How to handle the unsigned types (especially u4) of a Java class file in a Java program?

问题

From the Java Virtual Machine specification:

A class file consists of a stream of 8-bit bytes. All 16-bit, 32-bit, and 64-bit quantities are constructed by reading in two, four, and eight consecutive 8-bit bytes, respectively. Multibyte data items are always stored in big-endian order, where the high bytes come first. In the Java platform, this format is supported by interfaces java.io.DataInput and java.io.DataOutput and classes such as java.io.DataInputStream and java.io.DataOutputStream.

This chapter defines its own set of data types representing class file data: The types u1, u2, and u4 represent an unsigned one-, two-, or four-byte quantity, respectively. In the Java platform, these types may be read by methods such as readUnsignedByte, readUnsignedShort, and readInt of the interface java.io.DataInput.

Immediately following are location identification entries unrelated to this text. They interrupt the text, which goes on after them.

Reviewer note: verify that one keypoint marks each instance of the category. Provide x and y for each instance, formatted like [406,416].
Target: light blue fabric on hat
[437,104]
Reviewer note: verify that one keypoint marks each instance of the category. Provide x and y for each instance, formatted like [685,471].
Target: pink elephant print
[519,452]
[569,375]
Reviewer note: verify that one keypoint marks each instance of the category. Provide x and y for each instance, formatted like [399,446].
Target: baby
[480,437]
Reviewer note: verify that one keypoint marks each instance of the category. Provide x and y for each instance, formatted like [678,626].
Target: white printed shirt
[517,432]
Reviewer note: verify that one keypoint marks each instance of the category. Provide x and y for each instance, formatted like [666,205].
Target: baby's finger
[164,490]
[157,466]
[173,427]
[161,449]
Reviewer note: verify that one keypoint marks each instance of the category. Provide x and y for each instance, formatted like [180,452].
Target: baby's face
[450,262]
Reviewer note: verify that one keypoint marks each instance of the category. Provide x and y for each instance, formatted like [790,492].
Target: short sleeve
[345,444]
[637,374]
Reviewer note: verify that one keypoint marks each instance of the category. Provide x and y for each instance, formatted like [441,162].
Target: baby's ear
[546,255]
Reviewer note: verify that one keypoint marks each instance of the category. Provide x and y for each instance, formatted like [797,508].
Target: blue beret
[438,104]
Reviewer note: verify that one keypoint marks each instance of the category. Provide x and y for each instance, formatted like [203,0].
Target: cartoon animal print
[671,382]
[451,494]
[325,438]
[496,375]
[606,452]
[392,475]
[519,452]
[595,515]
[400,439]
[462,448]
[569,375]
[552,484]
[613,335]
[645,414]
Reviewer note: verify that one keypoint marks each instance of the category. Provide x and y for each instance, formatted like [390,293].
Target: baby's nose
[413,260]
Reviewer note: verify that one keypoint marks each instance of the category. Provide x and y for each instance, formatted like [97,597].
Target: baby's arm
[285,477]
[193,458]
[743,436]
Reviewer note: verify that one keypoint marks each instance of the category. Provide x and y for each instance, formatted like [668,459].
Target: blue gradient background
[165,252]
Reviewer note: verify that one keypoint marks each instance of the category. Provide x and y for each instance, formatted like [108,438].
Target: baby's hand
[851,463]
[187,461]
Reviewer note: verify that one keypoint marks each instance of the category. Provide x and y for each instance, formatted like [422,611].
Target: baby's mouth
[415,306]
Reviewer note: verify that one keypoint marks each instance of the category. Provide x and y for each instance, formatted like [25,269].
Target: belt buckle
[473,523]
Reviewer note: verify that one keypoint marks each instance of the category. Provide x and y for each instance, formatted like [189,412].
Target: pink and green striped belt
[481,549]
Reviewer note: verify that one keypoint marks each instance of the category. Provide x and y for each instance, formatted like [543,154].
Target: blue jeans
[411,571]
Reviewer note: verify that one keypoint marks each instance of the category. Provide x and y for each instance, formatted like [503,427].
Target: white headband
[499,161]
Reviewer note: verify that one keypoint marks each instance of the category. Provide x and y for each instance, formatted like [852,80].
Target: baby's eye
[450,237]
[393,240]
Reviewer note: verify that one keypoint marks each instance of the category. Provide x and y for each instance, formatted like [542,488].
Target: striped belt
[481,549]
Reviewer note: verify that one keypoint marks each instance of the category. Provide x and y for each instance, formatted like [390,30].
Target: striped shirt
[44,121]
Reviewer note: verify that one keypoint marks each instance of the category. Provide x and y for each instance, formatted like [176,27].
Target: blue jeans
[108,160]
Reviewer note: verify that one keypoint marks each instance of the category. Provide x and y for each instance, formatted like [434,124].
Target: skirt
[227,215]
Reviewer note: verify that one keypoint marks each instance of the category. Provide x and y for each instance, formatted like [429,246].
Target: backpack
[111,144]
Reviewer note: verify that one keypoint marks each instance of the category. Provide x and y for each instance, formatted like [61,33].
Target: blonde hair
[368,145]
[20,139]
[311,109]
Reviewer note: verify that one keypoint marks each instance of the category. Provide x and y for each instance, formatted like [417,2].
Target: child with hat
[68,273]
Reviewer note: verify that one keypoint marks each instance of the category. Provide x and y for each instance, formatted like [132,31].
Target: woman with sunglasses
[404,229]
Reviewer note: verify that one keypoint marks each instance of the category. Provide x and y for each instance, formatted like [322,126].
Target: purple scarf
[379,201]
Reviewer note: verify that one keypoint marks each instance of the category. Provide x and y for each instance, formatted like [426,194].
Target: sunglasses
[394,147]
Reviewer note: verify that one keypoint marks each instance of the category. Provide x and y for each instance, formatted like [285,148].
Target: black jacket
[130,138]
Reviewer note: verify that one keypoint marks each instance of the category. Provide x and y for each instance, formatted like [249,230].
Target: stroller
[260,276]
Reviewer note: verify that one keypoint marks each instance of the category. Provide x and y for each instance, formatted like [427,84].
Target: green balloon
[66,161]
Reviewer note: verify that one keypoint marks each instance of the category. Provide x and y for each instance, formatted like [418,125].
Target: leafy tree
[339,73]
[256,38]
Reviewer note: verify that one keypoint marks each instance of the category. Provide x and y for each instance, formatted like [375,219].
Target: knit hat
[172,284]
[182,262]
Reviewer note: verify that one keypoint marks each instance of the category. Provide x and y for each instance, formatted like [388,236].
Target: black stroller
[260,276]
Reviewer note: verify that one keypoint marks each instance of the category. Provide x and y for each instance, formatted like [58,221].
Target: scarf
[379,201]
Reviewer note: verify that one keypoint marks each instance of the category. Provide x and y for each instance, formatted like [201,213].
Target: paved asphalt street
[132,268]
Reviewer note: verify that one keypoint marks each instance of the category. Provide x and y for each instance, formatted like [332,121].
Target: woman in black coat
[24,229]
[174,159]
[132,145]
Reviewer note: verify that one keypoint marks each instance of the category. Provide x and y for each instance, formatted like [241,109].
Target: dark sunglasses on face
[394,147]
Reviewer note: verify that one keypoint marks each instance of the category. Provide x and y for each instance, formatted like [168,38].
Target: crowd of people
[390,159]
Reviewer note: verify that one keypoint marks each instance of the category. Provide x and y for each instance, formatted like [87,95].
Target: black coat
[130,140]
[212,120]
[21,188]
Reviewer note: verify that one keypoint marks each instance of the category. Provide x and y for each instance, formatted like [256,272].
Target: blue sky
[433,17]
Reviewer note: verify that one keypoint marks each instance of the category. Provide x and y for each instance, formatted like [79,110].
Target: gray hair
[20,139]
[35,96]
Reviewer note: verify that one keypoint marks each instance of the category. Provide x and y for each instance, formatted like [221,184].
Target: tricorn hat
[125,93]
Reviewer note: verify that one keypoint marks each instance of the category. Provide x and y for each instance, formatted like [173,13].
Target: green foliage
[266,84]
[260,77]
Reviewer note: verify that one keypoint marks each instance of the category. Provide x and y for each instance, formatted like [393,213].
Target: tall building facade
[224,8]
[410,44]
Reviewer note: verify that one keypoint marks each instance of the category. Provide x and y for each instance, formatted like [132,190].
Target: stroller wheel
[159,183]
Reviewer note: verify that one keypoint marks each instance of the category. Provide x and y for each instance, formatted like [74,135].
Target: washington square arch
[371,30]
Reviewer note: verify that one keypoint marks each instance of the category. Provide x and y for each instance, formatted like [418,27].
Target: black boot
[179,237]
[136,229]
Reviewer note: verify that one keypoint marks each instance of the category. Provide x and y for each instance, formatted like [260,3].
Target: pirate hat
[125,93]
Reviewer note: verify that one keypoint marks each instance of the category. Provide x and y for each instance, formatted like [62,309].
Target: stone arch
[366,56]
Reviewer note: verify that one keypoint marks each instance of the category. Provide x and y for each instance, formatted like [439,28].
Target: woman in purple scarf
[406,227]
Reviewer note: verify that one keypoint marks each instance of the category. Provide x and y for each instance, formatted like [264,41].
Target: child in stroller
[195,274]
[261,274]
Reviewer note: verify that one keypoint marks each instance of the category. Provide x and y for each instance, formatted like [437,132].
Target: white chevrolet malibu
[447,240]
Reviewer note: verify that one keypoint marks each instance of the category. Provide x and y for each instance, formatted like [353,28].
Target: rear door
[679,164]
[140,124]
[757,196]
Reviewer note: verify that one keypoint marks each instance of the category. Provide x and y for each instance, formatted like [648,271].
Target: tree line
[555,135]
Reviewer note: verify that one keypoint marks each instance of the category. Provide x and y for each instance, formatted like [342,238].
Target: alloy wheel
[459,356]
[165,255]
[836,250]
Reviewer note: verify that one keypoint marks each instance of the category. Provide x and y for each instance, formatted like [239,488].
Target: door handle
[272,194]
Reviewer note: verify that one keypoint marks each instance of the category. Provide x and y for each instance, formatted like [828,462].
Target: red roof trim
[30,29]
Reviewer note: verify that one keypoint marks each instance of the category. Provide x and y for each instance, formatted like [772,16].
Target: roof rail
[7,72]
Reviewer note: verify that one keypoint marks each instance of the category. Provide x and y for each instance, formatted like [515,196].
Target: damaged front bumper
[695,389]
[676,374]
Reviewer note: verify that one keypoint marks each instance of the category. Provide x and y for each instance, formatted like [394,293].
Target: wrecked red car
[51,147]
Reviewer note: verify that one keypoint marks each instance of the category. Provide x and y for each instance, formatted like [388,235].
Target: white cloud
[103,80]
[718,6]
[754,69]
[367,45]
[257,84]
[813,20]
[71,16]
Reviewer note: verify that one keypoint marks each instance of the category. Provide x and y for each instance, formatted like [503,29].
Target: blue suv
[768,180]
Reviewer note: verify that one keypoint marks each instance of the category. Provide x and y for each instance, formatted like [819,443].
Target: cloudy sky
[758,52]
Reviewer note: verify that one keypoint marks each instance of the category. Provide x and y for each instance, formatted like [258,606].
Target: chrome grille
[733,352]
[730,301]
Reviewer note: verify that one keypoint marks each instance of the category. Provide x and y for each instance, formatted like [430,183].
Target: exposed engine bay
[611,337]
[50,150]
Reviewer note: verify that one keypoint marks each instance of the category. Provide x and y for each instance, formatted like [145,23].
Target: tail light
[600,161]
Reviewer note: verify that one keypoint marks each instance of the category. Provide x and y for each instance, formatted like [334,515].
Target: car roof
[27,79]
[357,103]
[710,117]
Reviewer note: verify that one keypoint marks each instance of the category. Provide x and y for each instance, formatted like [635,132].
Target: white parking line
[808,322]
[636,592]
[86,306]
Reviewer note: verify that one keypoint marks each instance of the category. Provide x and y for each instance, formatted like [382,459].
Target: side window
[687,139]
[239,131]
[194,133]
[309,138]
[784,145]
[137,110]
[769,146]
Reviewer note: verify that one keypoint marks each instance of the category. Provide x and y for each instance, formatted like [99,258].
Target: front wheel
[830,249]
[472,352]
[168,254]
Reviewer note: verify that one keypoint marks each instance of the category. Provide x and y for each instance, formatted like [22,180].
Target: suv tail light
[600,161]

Aside from the irritating mentioning of "64-bit quantities" (there is no u8, long and double are splitted in two u4 items), I don't understand how to handle the u4 type.

For u1 and u2 it's clear:

u1: read with readUnsignedByte, store in an int
u2: read with readUnsignedShort, store in an int

The specification advises this:

u4: read with readInt, store in an int (?)

What happens to values greater than Integer.MAX_VALUE? Does this advice silently imply that all values of type u4 are less than or equal to Integer.MAX_VALUE?

I came up with this idea:

u4: read with readUnsignedInt, store in a long

Unfortunalety, there is no such method. But that's not the problem, since you can easily write your own:

public long readUnsignedInt() throws IOException {
    return readInt() & 0xFFFFFFFFL;
}

So, here are two questionable spots:

The Code attribute:

Code_attribute {
...
u4 code_length;
u1 code[code_length];
...
}

Why is code_length not of type u2? Later it says:

The value of the code_length item must be less than 65536.
The SourceDebugExtension attribute:

SourceDebugExtension_attribute {
...
u4 attribute_length;
u1 debug_extension[attribute_length];
}
...
Note that the debug_extension array may denote a string longer than that which can be represented with an instance of class String.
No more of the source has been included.